$Ax$ is the vector obtained projecting $x$ onto the line $x_1=x_2$
I can not understand what the exercise asks, or how to start to solve it.
The funny thing is that this exercise is within the portion of linear transformations, and I can not find the relationship.
I hope someone can help me and guide me to bring it out.
On
The line $x_1 = x_2$ is given by the direction vector $[1;1]$. $A$ is the "projection onto the direction given by $[1;1]$" matrix. So, $A x = \frac{<[1;1], x>}{||[1;1]||} [1;1]$ (the inner product with normalization gives you the projection's magnitude, and the $[1;1]$ gives direction). Now, note that $<[1;1],x> = [1;1]^T x = x^T [1;1]$, and re-arrange it so that you get $(stuff)x$. Then, $A=stuff$.
You can read the vector projection article on wikipedia for more details (in particular, the section on "Matrix Representation".
On
Well, I presume you are looking for an orthogonal projection (that is $Ax$ is the nearest point to the line $x_1=x_2$).

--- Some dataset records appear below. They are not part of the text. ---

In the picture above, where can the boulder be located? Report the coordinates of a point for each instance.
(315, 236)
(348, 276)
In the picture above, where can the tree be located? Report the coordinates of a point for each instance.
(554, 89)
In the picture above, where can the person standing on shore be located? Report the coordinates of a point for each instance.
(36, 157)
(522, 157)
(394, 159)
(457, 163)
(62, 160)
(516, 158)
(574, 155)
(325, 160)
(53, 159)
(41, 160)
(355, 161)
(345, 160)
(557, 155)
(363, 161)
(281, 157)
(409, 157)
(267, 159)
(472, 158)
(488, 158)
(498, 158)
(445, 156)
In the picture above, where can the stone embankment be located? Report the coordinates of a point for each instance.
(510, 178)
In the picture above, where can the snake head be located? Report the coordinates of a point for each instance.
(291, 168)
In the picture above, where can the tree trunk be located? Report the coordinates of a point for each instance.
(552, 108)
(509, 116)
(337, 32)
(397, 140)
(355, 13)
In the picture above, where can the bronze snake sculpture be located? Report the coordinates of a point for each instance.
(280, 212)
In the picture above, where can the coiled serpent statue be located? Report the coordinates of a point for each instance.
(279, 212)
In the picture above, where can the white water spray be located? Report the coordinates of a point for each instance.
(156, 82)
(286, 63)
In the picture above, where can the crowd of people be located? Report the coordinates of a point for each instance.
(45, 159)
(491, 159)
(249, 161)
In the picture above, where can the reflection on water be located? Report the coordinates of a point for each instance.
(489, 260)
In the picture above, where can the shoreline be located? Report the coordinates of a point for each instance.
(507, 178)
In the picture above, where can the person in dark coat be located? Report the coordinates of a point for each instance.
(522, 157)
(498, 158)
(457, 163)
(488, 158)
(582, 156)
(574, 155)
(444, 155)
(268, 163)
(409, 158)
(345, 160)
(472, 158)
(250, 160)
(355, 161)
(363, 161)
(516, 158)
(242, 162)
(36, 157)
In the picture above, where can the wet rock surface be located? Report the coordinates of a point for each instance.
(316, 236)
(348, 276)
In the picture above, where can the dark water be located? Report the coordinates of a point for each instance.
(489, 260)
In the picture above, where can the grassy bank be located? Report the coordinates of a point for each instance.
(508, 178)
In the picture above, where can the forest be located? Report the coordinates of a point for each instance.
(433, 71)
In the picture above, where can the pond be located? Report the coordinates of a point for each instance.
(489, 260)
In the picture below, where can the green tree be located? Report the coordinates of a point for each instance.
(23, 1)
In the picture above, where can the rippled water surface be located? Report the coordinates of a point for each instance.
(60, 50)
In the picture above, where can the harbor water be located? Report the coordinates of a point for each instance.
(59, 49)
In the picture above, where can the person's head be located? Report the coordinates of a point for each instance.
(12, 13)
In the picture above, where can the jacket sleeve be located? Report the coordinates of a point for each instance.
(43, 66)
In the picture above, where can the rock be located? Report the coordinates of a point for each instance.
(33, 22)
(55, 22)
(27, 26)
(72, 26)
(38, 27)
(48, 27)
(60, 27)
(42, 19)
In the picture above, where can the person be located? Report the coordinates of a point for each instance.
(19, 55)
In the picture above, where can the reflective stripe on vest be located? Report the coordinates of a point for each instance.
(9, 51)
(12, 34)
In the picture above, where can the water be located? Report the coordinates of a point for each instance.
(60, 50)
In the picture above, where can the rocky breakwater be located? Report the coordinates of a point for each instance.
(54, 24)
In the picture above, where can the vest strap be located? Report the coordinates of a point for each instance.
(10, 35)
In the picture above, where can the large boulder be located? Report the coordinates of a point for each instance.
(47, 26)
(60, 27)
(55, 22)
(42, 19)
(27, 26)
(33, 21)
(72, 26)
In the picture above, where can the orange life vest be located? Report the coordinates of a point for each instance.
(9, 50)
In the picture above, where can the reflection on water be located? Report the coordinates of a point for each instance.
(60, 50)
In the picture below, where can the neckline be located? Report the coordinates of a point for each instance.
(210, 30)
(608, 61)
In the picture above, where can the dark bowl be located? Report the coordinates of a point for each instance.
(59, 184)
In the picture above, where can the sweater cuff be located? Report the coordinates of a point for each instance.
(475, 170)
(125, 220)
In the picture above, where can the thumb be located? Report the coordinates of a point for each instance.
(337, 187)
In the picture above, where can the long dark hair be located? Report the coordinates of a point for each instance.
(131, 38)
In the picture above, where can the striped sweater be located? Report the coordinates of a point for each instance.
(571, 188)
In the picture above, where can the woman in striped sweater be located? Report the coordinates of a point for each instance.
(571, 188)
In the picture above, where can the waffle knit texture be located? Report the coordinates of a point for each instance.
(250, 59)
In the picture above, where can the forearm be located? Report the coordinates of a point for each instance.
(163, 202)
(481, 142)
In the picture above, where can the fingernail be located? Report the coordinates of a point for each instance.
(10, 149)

It takes a little bit of work to demonstrate that the projection operator is a linear operator. The nice thing about a linear operator is that you only need to figure out how it affects a set of basis vectors and then you know how it behaves everywhere.
I am assuming that you are asking how to compute the $A$ rather than to demonstrate that the orthogonal projection is linear.
One way is to see how the matrix $A$ operates on the basis vectors $e_1=(1,0)^T$, $e_2 = (0,1)^T$.
If you draw a picture, you will see that $e_1$ is mapped to $({1 \over 2}, {1 \over 2})^T$, and $e_2$ is also mapped to $({1 \over 2}, {1 \over 2})^T$.
Hence the matrix is $A = \begin{bmatrix} {1 \over 2} & {1 \over 2} \\ {1 \over 2} & {1 \over 2}\end{bmatrix}$.
Note that we could have created a projection that was not orthogonal, but we need to ensure that the operator is a projection, that is $A^2 = A$. For example, we could map $e_1 \to (1,1)^T$, which would require that $A^2 e_1 = A (1,1)^T = A(e_1+e_2) = e_1+e_2$, which in turn gives $A e_2 = 0$, so the matrix $A = \begin{bmatrix} 0 & 1 \\ 0 & 1 \end{bmatrix}$ would also work.
This makes no sense to me. $x$ must be an element of $\mathbb R^2$ if you want to take it as an argument of a linear transformation $A:\mathbb R^2\to\mathbb R^2$. In this case, I guess the exercise to be: Find the orthogonal projection mapping $\mathbb R^2$ onto the subspace spanned by $e_1+e_2$.